← Wiki

Agentic Systems Infrastructure

The Demo-to-Production Gap

AI agent demos are impressive. Production AI agent systems are rare. Shreya Shekhar identifies the gap: “Today’s agentic systems are impressive prototypes, not production-grade systems.” As agents tackle incrementally harder problems, the cracks show: “incorrect results from broken tools, low visibility leads to inability to diagnose failures, low repeatability of success, excessive latency from ‘thinking’ loops which run up inference bills.”

The gap is structural. Traditional software provides guarantees around consistency, scalability, and fault tolerance. AI agents introduce three new challenges that violate those guarantees:

ChallengeDescriptionWhy it’s hard
StochasticitySame input produces different outputsCannot write deterministic tests
Action-intent gapAgent takes action that doesn’t match intended goalHard to specify intent precisely
Subjectivity of results”Correct” output is contextual, not binaryNo ground truth for evaluation

Shekhar argues that “the missing piece isn’t just better models or reasoning, but better systems primitives.”

Infrastructure Requirements

Levie maps the infrastructure that agents will need as they scale to production:

  • Identity systems: Agents need verifiable identities across platforms. Current auth systems assume human users.
  • Persistent storage: File systems and databases for agent work products, session state, and accumulated knowledge
  • Orchestration: When agents outnumber humans by orders of magnitude, coordination becomes the bottleneck — “when you have agents going out and doing work for you, the work just moved up a layer” to orchestration
  • Financial infrastructure: Agents that transact need safe, auditable money management
  • Sandboxed compute: Agents executing code need isolated environments

Workflow Redesign

Levie argues that deploying agents into existing workflows captures only a fraction of their value: “To get the full benefit of AI agents you often need to change your underlying workflows.” Agents work differently from humans — they’re fast but fragile, broad but shallow, tireless but context-limited. Workflows designed around human strengths and limitations don’t map cleanly onto agents.

The paradigm Levie sees emerging is “like if you had an army of really smart interns — they can do a lot, but you need to give them very clear instructions, check their work, and structure the work into manageable pieces.”

The Eval Gap

Yohei captures the current state of agent infrastructure in a “random rant”: the tooling for building, monitoring, and evaluating agents is immature relative to the ambitions of agent builders. The eval gap — the inability to reliably measure whether agents are performing well — is perhaps the most acute infrastructure deficit.

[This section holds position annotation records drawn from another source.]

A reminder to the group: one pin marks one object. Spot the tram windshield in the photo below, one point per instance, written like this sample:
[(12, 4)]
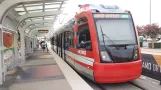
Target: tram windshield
[(117, 28)]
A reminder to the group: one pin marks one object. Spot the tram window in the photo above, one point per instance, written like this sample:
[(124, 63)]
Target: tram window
[(69, 37), (84, 37)]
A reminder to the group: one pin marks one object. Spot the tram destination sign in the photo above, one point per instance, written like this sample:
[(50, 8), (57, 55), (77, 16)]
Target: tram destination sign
[(43, 31), (101, 15), (150, 66)]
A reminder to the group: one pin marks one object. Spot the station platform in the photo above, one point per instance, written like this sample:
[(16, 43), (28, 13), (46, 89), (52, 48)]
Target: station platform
[(41, 72)]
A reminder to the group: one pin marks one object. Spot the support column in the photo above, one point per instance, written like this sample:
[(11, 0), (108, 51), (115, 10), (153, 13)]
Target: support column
[(16, 45), (1, 58), (22, 35)]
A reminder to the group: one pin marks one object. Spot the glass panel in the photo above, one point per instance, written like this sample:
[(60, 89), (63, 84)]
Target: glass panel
[(51, 9), (47, 23), (19, 9), (27, 20), (49, 18), (33, 4), (122, 34), (36, 19), (22, 13), (35, 11), (53, 3), (19, 6), (64, 5), (37, 24), (34, 8), (52, 6)]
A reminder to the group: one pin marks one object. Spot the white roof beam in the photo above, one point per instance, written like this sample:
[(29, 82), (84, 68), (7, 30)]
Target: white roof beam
[(8, 4)]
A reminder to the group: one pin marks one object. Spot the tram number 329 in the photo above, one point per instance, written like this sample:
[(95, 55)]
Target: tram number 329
[(82, 52)]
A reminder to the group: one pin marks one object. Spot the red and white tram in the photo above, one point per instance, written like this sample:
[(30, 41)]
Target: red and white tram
[(101, 43)]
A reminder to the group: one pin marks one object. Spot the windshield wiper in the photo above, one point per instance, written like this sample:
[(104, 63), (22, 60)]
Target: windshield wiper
[(108, 38)]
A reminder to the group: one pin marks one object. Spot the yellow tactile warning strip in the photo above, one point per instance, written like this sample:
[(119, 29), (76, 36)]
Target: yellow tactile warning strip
[(158, 59), (45, 56)]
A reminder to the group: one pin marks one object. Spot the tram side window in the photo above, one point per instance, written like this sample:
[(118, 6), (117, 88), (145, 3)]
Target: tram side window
[(69, 39), (84, 37)]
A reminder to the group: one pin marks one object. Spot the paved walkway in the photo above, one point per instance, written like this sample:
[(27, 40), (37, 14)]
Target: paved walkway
[(40, 72)]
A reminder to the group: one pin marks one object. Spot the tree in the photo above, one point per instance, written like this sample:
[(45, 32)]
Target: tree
[(152, 30)]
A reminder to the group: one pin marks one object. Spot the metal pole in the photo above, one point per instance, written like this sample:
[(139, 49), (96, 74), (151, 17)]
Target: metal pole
[(150, 11)]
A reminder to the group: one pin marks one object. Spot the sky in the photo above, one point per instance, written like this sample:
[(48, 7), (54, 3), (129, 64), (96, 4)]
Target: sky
[(140, 9)]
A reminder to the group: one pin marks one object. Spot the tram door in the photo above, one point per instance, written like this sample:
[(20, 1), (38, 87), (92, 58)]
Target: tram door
[(63, 44)]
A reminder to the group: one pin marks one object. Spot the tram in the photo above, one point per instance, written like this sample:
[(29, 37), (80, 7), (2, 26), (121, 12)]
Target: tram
[(101, 43)]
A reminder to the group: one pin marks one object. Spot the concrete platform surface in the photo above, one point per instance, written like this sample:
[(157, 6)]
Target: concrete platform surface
[(40, 72)]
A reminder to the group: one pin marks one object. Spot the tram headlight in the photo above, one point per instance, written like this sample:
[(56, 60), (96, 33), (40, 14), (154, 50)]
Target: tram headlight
[(136, 55), (105, 57)]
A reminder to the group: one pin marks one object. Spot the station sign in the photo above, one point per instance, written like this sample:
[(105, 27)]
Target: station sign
[(151, 66), (112, 16), (43, 31)]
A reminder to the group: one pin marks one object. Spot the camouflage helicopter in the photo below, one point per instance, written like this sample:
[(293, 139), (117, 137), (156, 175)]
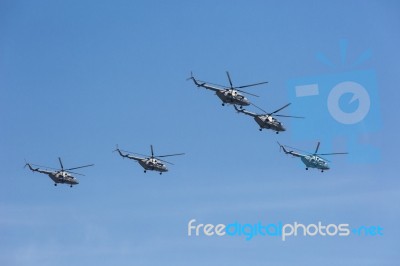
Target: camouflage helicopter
[(151, 163), (228, 95), (59, 176), (311, 160), (267, 120)]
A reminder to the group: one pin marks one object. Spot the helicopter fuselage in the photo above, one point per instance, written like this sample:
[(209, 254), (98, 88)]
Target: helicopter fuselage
[(231, 96), (153, 165), (268, 122), (313, 161), (63, 178)]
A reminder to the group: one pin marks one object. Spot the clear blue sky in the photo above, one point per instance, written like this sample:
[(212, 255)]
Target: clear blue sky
[(78, 77)]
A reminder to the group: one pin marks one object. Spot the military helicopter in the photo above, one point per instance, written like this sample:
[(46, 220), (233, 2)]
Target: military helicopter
[(59, 176), (151, 163), (312, 160), (228, 95), (266, 120)]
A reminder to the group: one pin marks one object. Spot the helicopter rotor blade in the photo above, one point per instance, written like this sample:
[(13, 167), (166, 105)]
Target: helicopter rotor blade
[(75, 173), (259, 108), (306, 152), (169, 155), (290, 116), (62, 167), (255, 95), (229, 78), (134, 153), (251, 85), (316, 150), (164, 161), (51, 168), (274, 112), (73, 168), (333, 153)]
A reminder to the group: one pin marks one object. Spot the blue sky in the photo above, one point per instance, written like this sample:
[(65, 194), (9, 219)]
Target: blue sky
[(79, 77)]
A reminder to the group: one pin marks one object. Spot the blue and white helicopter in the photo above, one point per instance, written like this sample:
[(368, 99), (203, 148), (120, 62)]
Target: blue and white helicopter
[(311, 160)]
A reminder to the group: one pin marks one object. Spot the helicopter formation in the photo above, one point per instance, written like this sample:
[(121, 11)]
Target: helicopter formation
[(233, 95), (229, 95)]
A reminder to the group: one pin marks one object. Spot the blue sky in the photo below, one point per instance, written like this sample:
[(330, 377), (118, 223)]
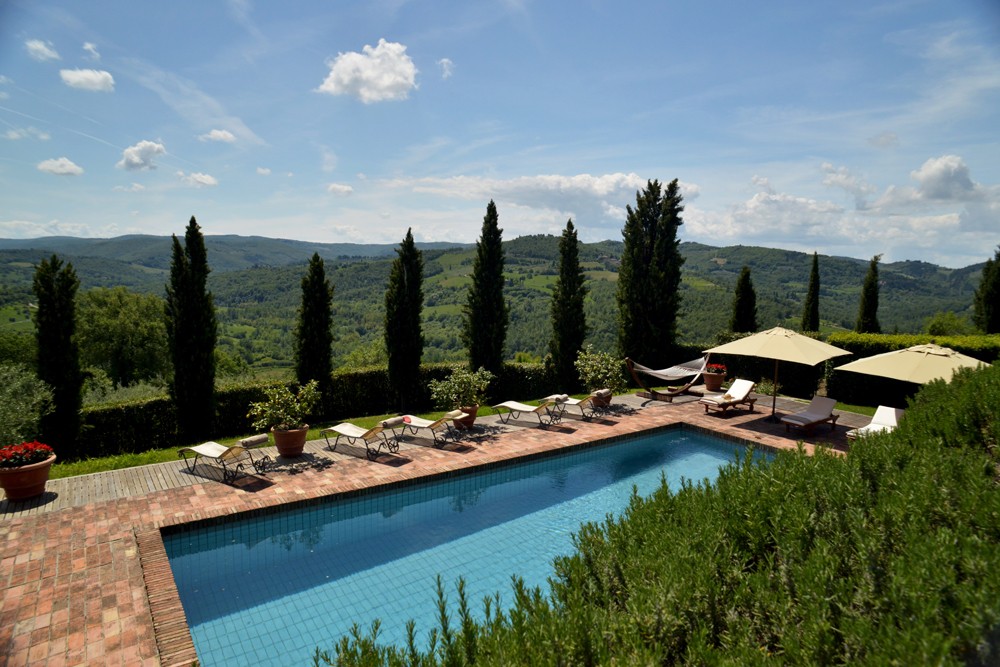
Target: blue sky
[(848, 128)]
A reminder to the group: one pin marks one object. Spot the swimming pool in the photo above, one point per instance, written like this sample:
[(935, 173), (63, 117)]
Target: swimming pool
[(270, 589)]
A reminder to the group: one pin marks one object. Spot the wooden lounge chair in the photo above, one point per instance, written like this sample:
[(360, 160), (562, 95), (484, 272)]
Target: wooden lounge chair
[(819, 410), (440, 428), (548, 412), (229, 457), (884, 419), (738, 394), (374, 438)]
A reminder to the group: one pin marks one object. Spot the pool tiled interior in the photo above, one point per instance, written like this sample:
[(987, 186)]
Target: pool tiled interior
[(91, 584)]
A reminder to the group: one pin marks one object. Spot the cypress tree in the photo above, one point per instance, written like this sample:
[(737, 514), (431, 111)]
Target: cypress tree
[(569, 322), (55, 289), (486, 313), (404, 339), (744, 319), (986, 301), (314, 330), (649, 278), (868, 308), (191, 334), (810, 309)]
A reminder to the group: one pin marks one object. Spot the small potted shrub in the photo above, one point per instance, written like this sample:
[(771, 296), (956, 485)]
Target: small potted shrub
[(601, 373), (284, 413), (24, 469), (463, 390)]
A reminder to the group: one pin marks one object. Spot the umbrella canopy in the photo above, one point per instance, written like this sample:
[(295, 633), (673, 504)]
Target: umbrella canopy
[(919, 364), (781, 344)]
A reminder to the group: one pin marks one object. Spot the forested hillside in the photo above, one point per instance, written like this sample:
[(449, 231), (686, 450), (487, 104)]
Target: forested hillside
[(256, 284)]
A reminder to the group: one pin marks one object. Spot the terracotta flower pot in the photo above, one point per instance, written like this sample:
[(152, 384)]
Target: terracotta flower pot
[(465, 423), (290, 443), (26, 481)]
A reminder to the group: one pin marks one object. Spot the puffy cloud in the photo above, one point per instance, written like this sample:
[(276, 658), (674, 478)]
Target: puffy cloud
[(379, 73), (140, 156), (41, 51), (339, 189), (447, 68), (197, 180), (224, 136), (60, 166), (88, 79)]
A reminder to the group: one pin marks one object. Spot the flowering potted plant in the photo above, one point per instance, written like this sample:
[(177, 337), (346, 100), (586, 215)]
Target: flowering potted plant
[(24, 469), (285, 414), (714, 375), (462, 390)]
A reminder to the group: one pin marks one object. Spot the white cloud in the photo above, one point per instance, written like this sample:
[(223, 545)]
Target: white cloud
[(339, 189), (378, 74), (88, 79), (447, 68), (60, 166), (140, 156), (40, 50), (197, 179), (224, 136)]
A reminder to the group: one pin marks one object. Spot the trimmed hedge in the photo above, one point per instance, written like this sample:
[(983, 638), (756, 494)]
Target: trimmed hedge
[(886, 556)]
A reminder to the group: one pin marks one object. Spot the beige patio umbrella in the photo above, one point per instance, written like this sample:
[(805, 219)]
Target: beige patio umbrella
[(780, 344), (919, 364)]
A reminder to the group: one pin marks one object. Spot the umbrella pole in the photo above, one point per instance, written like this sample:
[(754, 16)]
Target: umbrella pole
[(774, 396)]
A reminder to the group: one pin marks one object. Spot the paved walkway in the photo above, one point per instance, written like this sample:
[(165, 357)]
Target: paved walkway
[(84, 577)]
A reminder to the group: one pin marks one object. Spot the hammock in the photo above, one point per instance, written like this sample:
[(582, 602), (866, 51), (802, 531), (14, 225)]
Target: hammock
[(694, 368)]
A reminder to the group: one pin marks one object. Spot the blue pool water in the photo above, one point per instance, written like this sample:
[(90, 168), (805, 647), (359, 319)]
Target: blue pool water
[(268, 590)]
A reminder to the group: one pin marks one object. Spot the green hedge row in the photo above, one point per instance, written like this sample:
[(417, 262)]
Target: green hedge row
[(886, 556)]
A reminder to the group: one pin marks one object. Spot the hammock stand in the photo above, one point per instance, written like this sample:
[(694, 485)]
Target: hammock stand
[(695, 368)]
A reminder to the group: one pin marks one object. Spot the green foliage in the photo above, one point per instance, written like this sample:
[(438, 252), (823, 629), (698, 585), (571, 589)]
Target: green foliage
[(744, 319), (886, 556), (55, 289), (486, 313), (569, 320), (810, 307), (313, 331), (601, 370), (282, 410), (868, 306), (404, 339), (986, 301), (649, 279), (123, 334), (23, 400), (192, 331), (463, 388)]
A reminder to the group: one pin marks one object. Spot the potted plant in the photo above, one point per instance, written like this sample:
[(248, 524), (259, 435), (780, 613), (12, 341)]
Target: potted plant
[(601, 373), (284, 413), (24, 469), (464, 390), (714, 375)]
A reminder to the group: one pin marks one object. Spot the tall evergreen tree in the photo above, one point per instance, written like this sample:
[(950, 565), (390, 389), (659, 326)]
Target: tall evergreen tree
[(868, 308), (191, 334), (810, 309), (486, 313), (314, 329), (649, 278), (744, 319), (404, 338), (569, 322), (986, 301), (55, 289)]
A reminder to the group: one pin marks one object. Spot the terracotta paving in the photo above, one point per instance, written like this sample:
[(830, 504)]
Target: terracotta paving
[(84, 578)]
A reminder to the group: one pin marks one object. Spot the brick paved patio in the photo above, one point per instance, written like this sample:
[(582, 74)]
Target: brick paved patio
[(84, 577)]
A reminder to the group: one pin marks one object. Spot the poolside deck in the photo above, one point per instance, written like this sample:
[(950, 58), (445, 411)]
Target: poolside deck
[(83, 571)]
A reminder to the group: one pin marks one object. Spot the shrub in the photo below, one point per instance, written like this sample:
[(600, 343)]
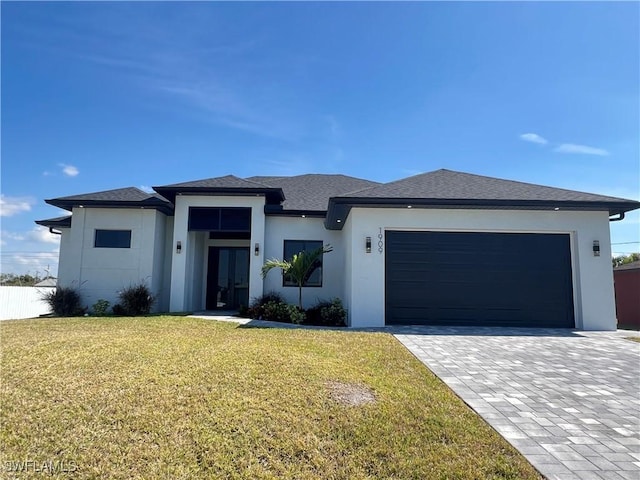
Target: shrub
[(277, 311), (329, 313), (134, 300), (256, 310), (64, 302), (100, 308)]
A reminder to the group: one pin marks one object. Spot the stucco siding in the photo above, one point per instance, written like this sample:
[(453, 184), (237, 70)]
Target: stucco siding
[(593, 279), (279, 229), (100, 273)]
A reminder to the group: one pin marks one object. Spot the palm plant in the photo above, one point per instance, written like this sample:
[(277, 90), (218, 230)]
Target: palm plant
[(299, 268)]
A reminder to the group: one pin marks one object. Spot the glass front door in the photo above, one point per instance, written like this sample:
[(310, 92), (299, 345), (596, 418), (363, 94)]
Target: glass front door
[(227, 278)]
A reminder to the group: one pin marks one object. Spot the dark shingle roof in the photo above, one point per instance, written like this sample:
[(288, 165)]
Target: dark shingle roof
[(227, 185), (451, 185), (119, 197), (312, 192), (228, 181)]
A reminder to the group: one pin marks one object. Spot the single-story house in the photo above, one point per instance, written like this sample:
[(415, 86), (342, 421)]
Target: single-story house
[(440, 248), (626, 279)]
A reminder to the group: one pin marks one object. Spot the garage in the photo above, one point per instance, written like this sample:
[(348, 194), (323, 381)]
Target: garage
[(478, 279)]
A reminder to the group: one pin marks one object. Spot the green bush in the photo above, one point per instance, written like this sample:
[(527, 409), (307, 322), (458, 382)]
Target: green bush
[(100, 308), (134, 300), (328, 313), (256, 309), (64, 302)]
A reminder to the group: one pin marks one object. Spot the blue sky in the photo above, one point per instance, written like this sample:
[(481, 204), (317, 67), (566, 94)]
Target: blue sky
[(98, 96)]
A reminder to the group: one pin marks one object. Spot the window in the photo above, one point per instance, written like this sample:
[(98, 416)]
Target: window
[(113, 239), (293, 247), (224, 219)]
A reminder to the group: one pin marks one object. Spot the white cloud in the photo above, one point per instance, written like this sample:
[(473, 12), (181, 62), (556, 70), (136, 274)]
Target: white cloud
[(580, 149), (533, 138), (69, 170), (39, 262), (10, 206), (42, 235)]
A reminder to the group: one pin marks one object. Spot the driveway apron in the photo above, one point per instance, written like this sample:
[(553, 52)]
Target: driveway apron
[(568, 401)]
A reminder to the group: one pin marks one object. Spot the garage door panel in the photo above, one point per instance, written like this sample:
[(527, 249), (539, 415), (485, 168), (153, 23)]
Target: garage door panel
[(468, 278)]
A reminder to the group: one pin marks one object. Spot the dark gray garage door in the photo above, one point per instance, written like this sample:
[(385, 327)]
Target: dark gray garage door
[(454, 278)]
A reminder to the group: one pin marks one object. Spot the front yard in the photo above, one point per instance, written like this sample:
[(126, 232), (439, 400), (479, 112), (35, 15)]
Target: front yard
[(178, 397)]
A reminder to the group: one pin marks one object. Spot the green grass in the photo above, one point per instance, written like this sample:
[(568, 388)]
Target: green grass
[(176, 397)]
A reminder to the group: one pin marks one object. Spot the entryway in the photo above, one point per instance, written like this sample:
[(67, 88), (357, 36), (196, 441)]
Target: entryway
[(227, 278)]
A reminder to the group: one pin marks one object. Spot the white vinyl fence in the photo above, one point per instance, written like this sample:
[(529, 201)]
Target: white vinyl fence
[(22, 302)]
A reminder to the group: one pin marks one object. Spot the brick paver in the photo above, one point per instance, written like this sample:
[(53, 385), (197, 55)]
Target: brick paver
[(568, 400)]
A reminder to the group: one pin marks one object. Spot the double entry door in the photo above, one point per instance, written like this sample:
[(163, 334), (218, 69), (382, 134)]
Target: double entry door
[(227, 278)]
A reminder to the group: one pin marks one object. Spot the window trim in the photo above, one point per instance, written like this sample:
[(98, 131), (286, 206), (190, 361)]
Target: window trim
[(95, 237), (284, 256)]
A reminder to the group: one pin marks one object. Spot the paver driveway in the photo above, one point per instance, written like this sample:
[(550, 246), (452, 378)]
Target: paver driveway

Without evals, organizations cannot:

  • Measure the impact of prompt changes
  • Compare agent architectures
  • Detect regressions in agent behavior
  • Justify the cost of agent deployment

The eval gap leaves Context Engineering partly guesswork: the build-measure-learn cycle of agent development has a broken “measure” step.

Historical Parallel

The infrastructure gap mirrors early cloud computing. In 2006, AWS offered compute and storage but lacked monitoring, orchestration, security, and governance tools. The ecosystem took a decade to mature. Agent infrastructure is in a similar early stage — the core capabilities exist, but the surrounding ecosystem of observability, testing, governance, and ops tooling is nascent.